The teaser trailer for Tori Spelling’s latest Lifetime paycheck was released yesterday, and it looks like second season of True Tori will be just as shameless and dramatic as the last. For all six of you who watched the first season, it centered around Tori coming to grips with the fact that her useless beady-eyed sex possum of a husband The Deaner cheated on her half-melted margarine-looking ass while filming a reality show in Canada (as one does). And by the looks of this promo for True Tori 2: Still Thirsty, Admiral Ackbar’s long-lost twin sister is pulling out all the stunt queen stops. Tori cries! Tori looks at a picture of the home-wrecking hoser hussy who came between her and The Deaner! Tori cries some more! And then just when you think it couldn’t get any worse, Tori drops True Tori 2’s biggest totally-not-scripted bombshell: SHE MIGHT BE PREGNANT!

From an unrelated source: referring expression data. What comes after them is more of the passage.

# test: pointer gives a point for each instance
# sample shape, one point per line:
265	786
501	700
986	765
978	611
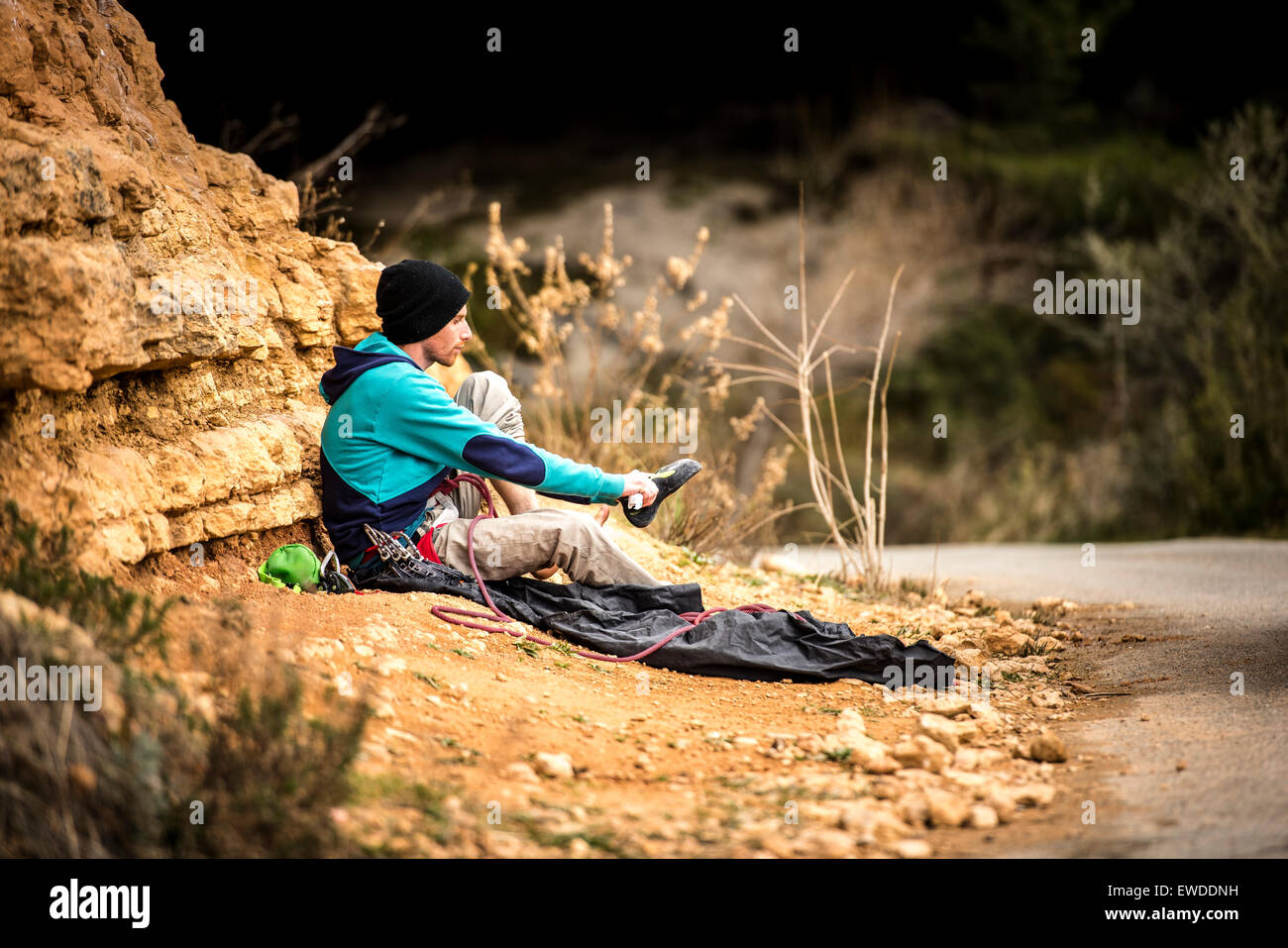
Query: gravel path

SPOILER ALERT: She’s definitely 100% not pregnant, because she would have already sold the piss-soaked pregnancy test and the first ultrasound pic to UsWeekly for $100 if she was. So Tori is “maybe” pregnant in the same way I’m “maybe” going to eat a kale salad for lunch instead of two frozen Pop Tarts.
But what the hell does The Deaner think of all this? What if Tori is telling the truth (she isn’t, but go on) and she really is knocked up with The Deaner’s 5th spermlet? Well what do you know, it appears I was able to obtain a transcript from a message The Deaner left on Candy Spelling’s voice mail:
“Hey Candy, what’s crappenin’ mama? It’s your dirtbag favorite son-in-law, The Deaner. Got some great news! One night a couple weeks ago, The Deaner had one too many Kokanees and accidentally booty called your daughter. One thing lead to another, and it looks like The Deaner gave Tori’s ovaries the ol’ maple glazed special. I might have five mouths to feed soon! Yikes, right? So I guess I’m callin’ cause kids are super ‘spensive these days and I need to borrow some moolah. Like, at least enough for a couple cases of beer. Daddy gots to stay hydrated!”
And if The Deaner really did successfully bust another beady-eyed unemployed nut, can animal control PLEASE set some traps outside Hooters and get the Canadian K-Fed neutered already?